I was pretty jaded. Vowed never to support this event again, and could not bring myself to consider just training this weekend.
Needless to say I was not happy. Due to the unusually high number of disqualifications neither was the race organizer and Title Sponsor. We launched a protest and with the backing of the Title sponsor and Race organizer I was re-instated to the race. In last place, with a massive time penalty, but at least I could continue racing.
On paper I could continue racing, but mentally I was not there. I had to make some effort to get my head back on straight. Having to force the motivation is not a good sign. I have it for the rest of the weekend, but I will have to hit the mental refresh button on Monday.

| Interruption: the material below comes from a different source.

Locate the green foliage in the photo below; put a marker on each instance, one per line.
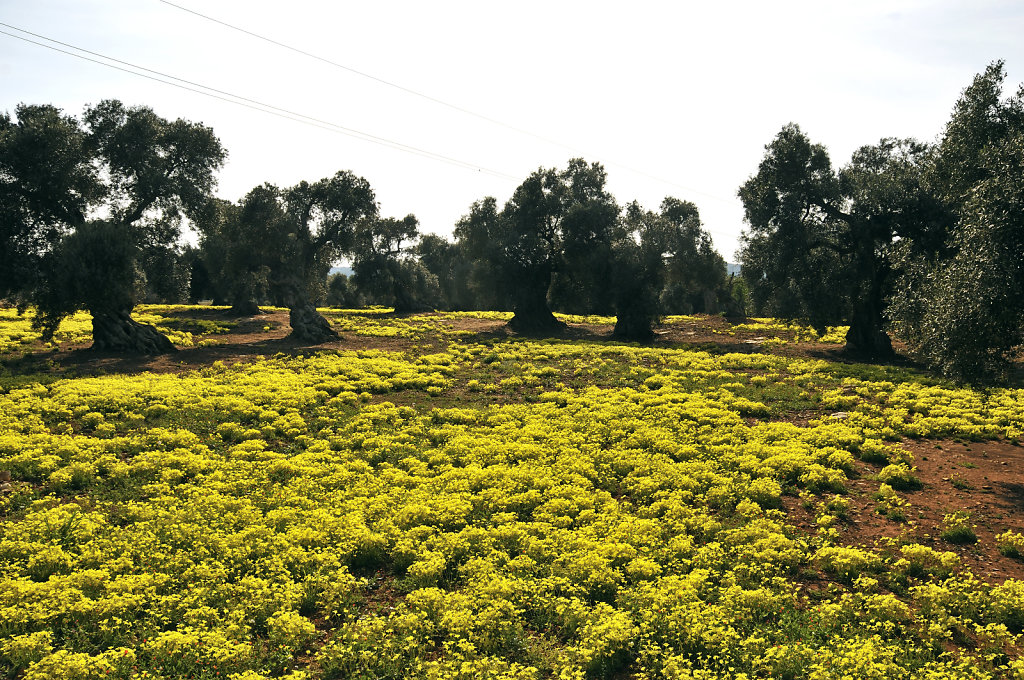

Shenanigans aside, it was time to get focused for the Time trial. A 21km out and back ITT with a net elevation gain on the way out. Being the first ITT effort of the year the expectations were loose. I expected not to embarrass myself, and I expected it to be a "Trial". I placed 8th. Which means I did not embarrass myself, in fact this is somewhat of a pleasant surprise. I have not done much in the way of TT work, and I felt I had stable ride.
The race plan was to be under control on the way out and wind it up on the way back. I rode the TT in control, but perhaps too much in control. I might almost go as far as to describe it as comfortable. I did not wind it up as much as I would have liked on the way back. For the future this is good information, I know for next time that I can go deeper. I can now adjust some of my training to support this and improve.
Nevertheless I am sure to be in last place overall. I will go into tomorrows Criterium with nothing to lose. I will warm up well and then ride like I have nothing to lose. This often produces good results at least in underdog sports movies.
Training shall be based solely on feel,
while racing shall be guided by sensations and instinct.